They will all die. One by one. Light by light, until only you remain.
I cannot allow those words to be true. I will not. I turn and look at Ashava through the blizzard of glass and ashes.
‘When I give the word, burn it.’
Her dark eyes go wide, but she nods. ‘Aye, Sister Superior.’
‘Eugenia!’
She looks over at me. Her unscarred face is covered in blood.
‘The eyes!’ I tell her, as I push a fresh magazine into my bolter.
She nods and sets her jaw, getting to her feet as I start forwards, not towards Qi-Oh, but towards the daemon. I fire on it in the same moment that Eugenia does.
‘God-Emperor, be my blade,’ I shout as we advance together, our bolt shells painting points of bright light on the daemon’s crystal hide and bursting three of its unblinking, milky eyes. They spill black liquid and shadows, and the daemon writhes and lashes out, propelling itself towards me on the jagged, swollen coils of its body.
‘God-Emperor, be my armour,’ I cry as the daemon strikes at me with its claws and with its wings. With everything left to it save for that long tail that is still pinning Qi-Oh to the deck. Some blows I turn aside with the blade of my sword. Some I do not. Cuts open on my face and scalp, hot blood running into my eyes and into the collar of my armour. My broken ribs flex in my chest. My heart thunders and my ears ring as the mirrored monstrosity knocks my sword blade aside and rears, ready to tear my head from my shoulders.
‘God-Emperor, be my strength!’
Eugenia screams the words as she pushes me aside. The daemon’s claws strike her instead of me with an explosion of light that makes the daemon reel backwards, showering fragments of crystal. Eugenia is thrown bodily from her feet, her power armour splintered and her blood blowing into the air like smoke. She lands heavily, and goes still.
‘Eugenia!’ I shout.
She does not answer, but the daemon does. It laughs. Righteous anger lights inside me, burning me from the inside out.
‘You will die, creature!’ I roar at the daemon as I charge towards it through the storm of glass and death. It gives me the strength to shatter one of the daemon’s fractal wings, and to turn another of its clawed limbs to dust.

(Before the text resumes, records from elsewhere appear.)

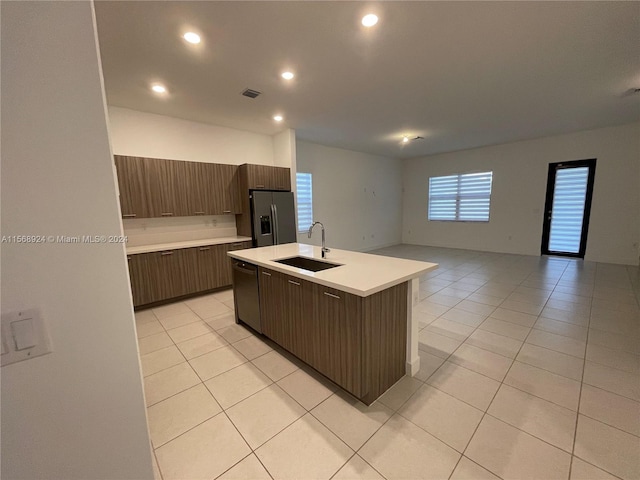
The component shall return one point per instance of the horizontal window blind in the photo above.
(462, 198)
(568, 209)
(304, 193)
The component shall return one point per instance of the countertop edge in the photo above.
(302, 274)
(159, 247)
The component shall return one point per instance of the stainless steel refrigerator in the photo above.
(273, 217)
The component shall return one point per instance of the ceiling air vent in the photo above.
(251, 93)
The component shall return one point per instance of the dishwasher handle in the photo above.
(243, 267)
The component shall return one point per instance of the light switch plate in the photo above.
(21, 329)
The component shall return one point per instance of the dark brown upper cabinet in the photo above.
(134, 187)
(258, 177)
(151, 187)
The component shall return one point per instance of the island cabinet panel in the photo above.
(358, 342)
(273, 307)
(384, 340)
(336, 337)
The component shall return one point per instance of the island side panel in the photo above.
(413, 358)
(385, 337)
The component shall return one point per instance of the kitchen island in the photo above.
(352, 322)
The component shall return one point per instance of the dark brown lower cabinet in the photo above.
(159, 276)
(358, 342)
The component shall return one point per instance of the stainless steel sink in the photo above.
(307, 263)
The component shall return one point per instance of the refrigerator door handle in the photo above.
(276, 228)
(274, 224)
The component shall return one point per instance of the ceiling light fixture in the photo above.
(369, 20)
(192, 37)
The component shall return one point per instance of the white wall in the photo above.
(284, 153)
(157, 136)
(518, 196)
(77, 413)
(357, 196)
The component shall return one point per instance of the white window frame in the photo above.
(304, 197)
(452, 190)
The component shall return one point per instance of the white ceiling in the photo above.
(460, 74)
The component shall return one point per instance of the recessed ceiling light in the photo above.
(369, 20)
(191, 37)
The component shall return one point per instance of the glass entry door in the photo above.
(567, 208)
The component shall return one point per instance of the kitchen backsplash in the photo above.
(149, 231)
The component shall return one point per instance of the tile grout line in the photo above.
(584, 366)
(485, 413)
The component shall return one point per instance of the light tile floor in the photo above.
(530, 368)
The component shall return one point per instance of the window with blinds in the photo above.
(304, 194)
(460, 198)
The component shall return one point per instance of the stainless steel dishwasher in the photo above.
(246, 294)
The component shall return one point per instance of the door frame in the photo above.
(548, 206)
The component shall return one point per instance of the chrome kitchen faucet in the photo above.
(325, 250)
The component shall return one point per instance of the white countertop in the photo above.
(157, 247)
(360, 273)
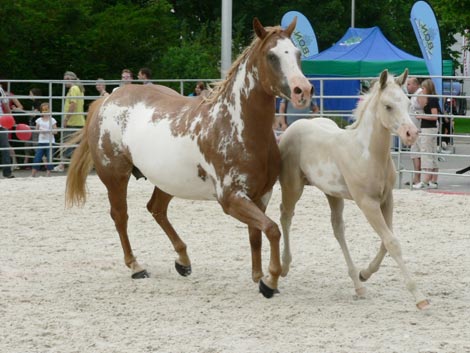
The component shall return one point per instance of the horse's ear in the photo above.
(402, 78)
(259, 29)
(383, 79)
(291, 27)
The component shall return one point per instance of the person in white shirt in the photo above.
(47, 127)
(414, 89)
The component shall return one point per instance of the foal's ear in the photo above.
(291, 27)
(383, 79)
(259, 29)
(402, 78)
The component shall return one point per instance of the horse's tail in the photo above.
(81, 162)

I do not fight like Qi-Oh, with ferocious speed. Or like Ashava once did, with artistry. I fight like Adelynn bade me to when she took me into the convent all those years ago. With a sheer, bloody-minded resolve. So when the daemon batters me to the deck with a snap of its remaining wing, I do not stay there. I get back up, my power armour whining as it lends me its strength. As Adelynn lends me strength, too, her voice echoing in my ears.
Stand, Evangeline.
I stand. I run. I bring my sword down so hard on the creature’s remaining wing that it sends a vertical crack along my vambrace from my wrist to my elbow. My bones splinter in concert with it. But the daemon’s wing breaks too, right back to the joint.
Fight, Evangeline.
Glass shards burst over me. I push through them and raise my bolter, my fractured arm creaking and my chest burning and my heartbeat pounding in my ears. I fire twice, blinding two more of the creature’s eyes. The bolter’s recoil turns my arm from fractured to shattered. My fingers go numb, and I lose my grip on my gun. It falls to the deck, but I do not stop. I cannot stop. The daemon is so close that I can smell it. Ozone and spoil and the cold ice of the void.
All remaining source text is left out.